4- Je finirai par votre postulat le plus grave : tout est vraisemblable, raisonnable. Ce qui s'y oppose ne peut être vrai, ne peut s'être produit. C'est un postulat obligatoire pour comprendre, mais qui peut se révéler faux. Le mythe a t-il un fondement, ou n'est-il que mensonge ? Qu'est-ce que le mythe ?
Prenons l'histoire de Jeanne d'Arc. Comment cette histoire sera-t-elle traitée par les historiens dans quatorze siècles sachant qu'il s'agit d'une histoire tout à fait invraisemblable ? S'agira-t-il d'une histoire reconnue comme vraie, d'un récit étayé car il restera de nombreuses preuves ? D'un mythe d'une nation passée, peu crédible, car il restera peu de preuves ? Douteront-ils de l'existence de Jeanne d'Arc ? Expliqueront-ils qu'il s'agit d'une fable ? Composée par le pouvoir politique ? Si je rajoute encore un millénaire ?
Vous oubliez premièrement que l'extraordinaire peut exister, et survenir ; qu'il est dans sa nature d'être difficilement concevable. Un mythe raconte toujours une histoire extraordinaire. Il est toujours tentant de penser qu'il ne peut être que faux, qu'il n'a aucun événement pour origine. Mais sachez aussi que nos histoires extraordinaires, seront peut -être des mythes dans un lointain futur.

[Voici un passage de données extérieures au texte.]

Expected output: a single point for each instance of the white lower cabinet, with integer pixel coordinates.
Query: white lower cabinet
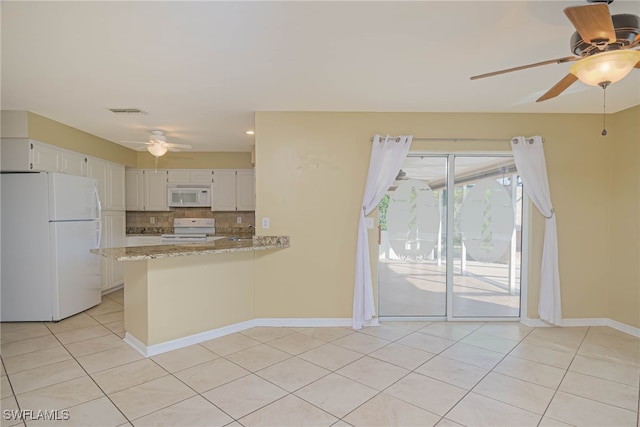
(113, 236)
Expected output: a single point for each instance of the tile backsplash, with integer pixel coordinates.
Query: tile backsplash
(140, 222)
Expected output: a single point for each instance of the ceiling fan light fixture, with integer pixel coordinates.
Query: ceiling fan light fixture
(157, 149)
(605, 67)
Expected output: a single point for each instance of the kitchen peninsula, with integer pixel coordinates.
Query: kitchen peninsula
(178, 295)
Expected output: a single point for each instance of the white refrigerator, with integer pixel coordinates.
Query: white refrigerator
(49, 224)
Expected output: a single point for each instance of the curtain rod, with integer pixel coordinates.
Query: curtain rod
(461, 139)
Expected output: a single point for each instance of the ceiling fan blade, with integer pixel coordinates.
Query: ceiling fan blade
(524, 67)
(559, 87)
(172, 145)
(593, 22)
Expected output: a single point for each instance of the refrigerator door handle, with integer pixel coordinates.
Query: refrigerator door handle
(98, 234)
(98, 205)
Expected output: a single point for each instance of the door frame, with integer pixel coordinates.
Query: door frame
(524, 244)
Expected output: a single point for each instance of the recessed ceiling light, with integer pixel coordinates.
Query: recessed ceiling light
(127, 111)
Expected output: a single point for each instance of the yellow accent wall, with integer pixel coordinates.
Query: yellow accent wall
(25, 124)
(310, 175)
(51, 132)
(196, 160)
(623, 284)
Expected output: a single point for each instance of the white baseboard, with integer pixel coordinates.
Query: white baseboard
(623, 328)
(593, 321)
(155, 349)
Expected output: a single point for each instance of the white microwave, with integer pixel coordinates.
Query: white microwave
(189, 196)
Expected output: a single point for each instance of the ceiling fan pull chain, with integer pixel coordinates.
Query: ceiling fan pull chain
(604, 109)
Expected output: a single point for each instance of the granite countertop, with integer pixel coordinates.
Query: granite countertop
(138, 253)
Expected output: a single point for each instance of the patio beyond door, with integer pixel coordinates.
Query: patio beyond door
(451, 227)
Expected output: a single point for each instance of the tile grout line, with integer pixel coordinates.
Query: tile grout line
(13, 393)
(488, 372)
(92, 379)
(565, 373)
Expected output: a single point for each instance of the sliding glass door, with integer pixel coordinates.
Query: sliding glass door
(450, 239)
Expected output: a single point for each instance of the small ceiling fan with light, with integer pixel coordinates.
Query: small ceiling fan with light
(158, 145)
(605, 46)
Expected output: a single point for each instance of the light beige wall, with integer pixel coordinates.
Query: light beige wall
(55, 133)
(171, 298)
(25, 124)
(310, 175)
(623, 285)
(196, 160)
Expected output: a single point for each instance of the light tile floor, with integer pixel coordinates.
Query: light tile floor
(398, 374)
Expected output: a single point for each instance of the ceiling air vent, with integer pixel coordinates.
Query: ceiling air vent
(127, 111)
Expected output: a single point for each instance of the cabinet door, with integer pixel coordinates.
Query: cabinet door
(97, 170)
(117, 238)
(155, 190)
(74, 164)
(116, 187)
(45, 158)
(245, 190)
(223, 197)
(134, 190)
(178, 176)
(201, 176)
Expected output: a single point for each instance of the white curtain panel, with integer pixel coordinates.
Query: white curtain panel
(529, 158)
(387, 156)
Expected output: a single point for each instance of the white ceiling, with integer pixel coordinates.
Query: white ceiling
(201, 69)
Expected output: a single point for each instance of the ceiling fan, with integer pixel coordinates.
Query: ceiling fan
(158, 145)
(605, 46)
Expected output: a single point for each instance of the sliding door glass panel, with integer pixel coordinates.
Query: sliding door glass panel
(487, 212)
(412, 253)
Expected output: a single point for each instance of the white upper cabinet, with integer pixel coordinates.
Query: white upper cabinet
(74, 163)
(223, 194)
(25, 155)
(111, 183)
(146, 190)
(245, 190)
(134, 190)
(190, 176)
(116, 189)
(45, 158)
(98, 170)
(155, 190)
(233, 190)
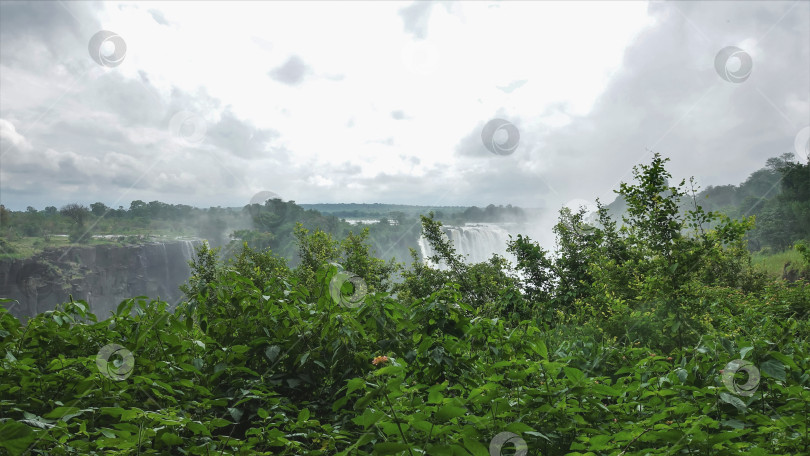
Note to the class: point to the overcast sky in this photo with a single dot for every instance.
(209, 103)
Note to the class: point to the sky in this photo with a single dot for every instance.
(532, 103)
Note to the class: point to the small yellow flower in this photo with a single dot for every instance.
(380, 360)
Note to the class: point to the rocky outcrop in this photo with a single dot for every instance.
(102, 275)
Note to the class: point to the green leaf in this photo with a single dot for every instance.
(303, 415)
(63, 413)
(448, 412)
(475, 447)
(389, 448)
(733, 400)
(240, 349)
(171, 439)
(773, 369)
(540, 348)
(16, 437)
(354, 384)
(573, 374)
(272, 352)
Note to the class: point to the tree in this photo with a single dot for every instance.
(98, 209)
(76, 212)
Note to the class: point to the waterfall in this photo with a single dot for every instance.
(476, 242)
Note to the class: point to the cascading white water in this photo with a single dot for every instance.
(476, 242)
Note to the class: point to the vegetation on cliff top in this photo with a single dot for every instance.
(656, 336)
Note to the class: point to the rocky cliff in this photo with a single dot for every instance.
(102, 275)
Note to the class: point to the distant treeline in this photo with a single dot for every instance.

Vous oubliez deuxièmement, que l'oubli domine l'histoire des hommes ; que plus l'on s'éloigne du présent, plus elle est méconnue, moins il reste de matériaux susceptibles de permettre de produire une histoire donnée. L'historien de l'Antiquité compose son histoire à l'aide de fragments ; tandis qu'au contraire l'historien contemporain, se noie dans la masse d'informations. L'un est dans la disette, l'autre est dans l'abondance : dans les deux cas, pourtant opposés, il faut écrire l'histoire la plus vraie possible. Si l'on continue le parallèle, que l'on décrit les cas les plus extrêmes : l'historien de la première Antiquité subit la famine ; l'historien des dernières décennies souffre d'obésité.